より倫理的なUber、例えば協同組合が市全体で運営する代替手段のようなUberを支援する方が、愚かな象徴的な規制を課すよりも良いのではないかと考えていました。ところが、エフゲニー・モロゾフ氏が興味深い主張をしていることに気づきました。彼は、Uberの倫理的なライバルであるドライバー協同組合がアプリを開発している例を挙げ、Uberに有利なネットワーク効果が依然として非常に強力であると指摘しました。協同組合に挑戦する企業は、「ビッグデータ」(これは彼の主張であり、私の主張ではありません)の恩恵を受けてUberと競争することは決してありません。Uberは常に独占状態にあるのです。

Uberが独占市場になると見込んでいるVCは70億ドルもの資金を投じています。もしそうならなければ、VCは大損するでしょう。潤沢な資金を投入した多くの取り組みが、Uberを独占市場に押し上げるでしょう。世界的な独占市場が一つだけ存在するかどうかは明らかではありません。中国は特殊なケースで、Uberはそこで苦戦しています。
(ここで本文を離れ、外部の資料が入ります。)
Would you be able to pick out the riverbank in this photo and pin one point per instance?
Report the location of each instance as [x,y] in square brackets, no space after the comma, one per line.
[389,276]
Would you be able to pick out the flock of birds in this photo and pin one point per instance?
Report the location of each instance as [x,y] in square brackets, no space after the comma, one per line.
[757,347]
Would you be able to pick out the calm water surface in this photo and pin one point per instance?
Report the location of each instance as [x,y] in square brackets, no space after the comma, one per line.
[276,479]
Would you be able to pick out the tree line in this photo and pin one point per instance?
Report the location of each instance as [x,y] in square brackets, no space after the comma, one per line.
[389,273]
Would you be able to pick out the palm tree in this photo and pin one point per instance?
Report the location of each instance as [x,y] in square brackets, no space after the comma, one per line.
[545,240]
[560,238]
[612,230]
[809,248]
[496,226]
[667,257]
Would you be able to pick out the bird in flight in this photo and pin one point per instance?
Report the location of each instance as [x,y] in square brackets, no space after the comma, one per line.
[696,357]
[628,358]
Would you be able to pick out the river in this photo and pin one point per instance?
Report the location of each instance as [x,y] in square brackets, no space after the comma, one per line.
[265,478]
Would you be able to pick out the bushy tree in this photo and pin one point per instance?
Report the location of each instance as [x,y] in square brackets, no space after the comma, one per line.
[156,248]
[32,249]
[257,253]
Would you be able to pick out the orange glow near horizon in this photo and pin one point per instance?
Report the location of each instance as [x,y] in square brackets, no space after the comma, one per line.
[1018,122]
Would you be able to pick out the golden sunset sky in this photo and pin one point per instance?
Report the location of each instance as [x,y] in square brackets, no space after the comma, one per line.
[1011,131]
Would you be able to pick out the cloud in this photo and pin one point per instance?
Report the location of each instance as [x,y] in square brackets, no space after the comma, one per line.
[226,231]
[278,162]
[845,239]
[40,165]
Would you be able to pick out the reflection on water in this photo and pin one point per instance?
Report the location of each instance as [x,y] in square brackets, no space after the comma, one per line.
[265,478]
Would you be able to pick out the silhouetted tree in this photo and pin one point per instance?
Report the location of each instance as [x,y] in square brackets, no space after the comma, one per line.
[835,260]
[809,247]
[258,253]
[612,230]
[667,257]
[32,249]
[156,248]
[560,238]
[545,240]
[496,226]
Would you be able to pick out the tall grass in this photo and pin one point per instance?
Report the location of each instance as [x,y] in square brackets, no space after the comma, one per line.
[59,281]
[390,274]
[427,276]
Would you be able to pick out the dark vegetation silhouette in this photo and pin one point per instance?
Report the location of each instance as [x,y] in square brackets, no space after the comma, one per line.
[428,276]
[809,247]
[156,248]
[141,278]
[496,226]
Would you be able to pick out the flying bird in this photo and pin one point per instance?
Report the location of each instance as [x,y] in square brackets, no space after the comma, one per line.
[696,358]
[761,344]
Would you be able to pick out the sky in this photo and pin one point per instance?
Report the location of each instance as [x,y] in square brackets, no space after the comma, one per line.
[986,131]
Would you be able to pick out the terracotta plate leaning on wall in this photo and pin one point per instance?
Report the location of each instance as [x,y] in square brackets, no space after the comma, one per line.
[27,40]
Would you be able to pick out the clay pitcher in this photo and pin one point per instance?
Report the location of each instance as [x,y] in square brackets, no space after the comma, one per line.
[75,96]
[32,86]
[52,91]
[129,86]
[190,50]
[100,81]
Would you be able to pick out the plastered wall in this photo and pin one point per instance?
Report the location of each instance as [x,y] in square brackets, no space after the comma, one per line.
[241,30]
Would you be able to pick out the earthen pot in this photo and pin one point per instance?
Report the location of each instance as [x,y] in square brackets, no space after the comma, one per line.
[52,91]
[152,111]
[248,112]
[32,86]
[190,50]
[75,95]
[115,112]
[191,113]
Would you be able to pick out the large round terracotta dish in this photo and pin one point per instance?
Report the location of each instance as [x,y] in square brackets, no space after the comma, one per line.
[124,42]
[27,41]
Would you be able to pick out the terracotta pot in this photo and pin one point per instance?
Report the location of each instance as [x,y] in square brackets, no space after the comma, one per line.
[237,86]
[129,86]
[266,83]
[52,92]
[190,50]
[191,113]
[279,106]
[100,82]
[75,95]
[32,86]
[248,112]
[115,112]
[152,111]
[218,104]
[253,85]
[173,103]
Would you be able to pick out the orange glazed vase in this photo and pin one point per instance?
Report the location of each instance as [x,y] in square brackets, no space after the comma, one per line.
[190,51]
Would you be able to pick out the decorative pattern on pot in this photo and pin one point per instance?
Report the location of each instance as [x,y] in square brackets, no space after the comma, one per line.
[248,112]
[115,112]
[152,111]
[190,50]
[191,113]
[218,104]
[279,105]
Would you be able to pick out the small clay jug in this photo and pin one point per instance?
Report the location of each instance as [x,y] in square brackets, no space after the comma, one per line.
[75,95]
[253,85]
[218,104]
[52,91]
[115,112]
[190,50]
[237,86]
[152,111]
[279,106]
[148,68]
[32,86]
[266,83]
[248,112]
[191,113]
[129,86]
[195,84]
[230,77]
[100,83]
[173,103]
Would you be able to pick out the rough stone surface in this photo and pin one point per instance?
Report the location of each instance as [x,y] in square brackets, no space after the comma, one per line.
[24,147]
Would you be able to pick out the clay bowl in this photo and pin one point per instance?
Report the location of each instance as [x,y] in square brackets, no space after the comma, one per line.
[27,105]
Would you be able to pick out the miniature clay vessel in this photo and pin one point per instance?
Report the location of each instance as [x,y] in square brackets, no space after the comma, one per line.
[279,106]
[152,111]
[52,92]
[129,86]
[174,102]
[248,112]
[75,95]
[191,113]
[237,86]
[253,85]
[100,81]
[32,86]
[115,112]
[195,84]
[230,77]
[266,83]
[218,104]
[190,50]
しかし、少数の勝者も生まれるでしょう。Lyftへの多額の投資にもかかわらず、Uberが勝利する可能性が高いでしょう。

きっともっと複雑なのでしょう。シェアリングエコノミー企業についてあまり語られていないのは、実際にはそれほど多くの資産がないということです。彼らはほとんど何も所有しておらず、資産もほとんどありません。彼らは労働力の供給とドライバーの善意に完全に依存しており、ドライバーはUberに退勤を告げることなく姿を消すこともあります。Uberは非常に危うい立場にあるように思います。

これは未解決の問題だと思います。確かに、未解決の問題です。Uberに関しては、非上場企業なので財務状況は分かりません。私たちは、上場後にビジネスモデルを大幅に変更せざるを得なくなる可能性のある企業のために、世界中の都市の規則を変えつつあります。しかし、その時になっても手遅れでしょう。あるリークのおかげで、Uberが2015年上半期に約10億ドルの損失を出していたことが判明しました(更新:あるリークのおかげで、Uberが2015年上半期に約10億ドルの損失を出していたことが判明しました)。

もしかしたら、あなたの言う通りかもしれません。数年前、Grouponはショッピングの未来を担う存在になるはずでした。しかし、その後、加盟店は撤退しました。


トム・スリーの『What's Yours Is Mine』は、米国と英国では OR Books から 2 月 11 日に、カナダでは BTL Books から 2 月 26 日に出版されます。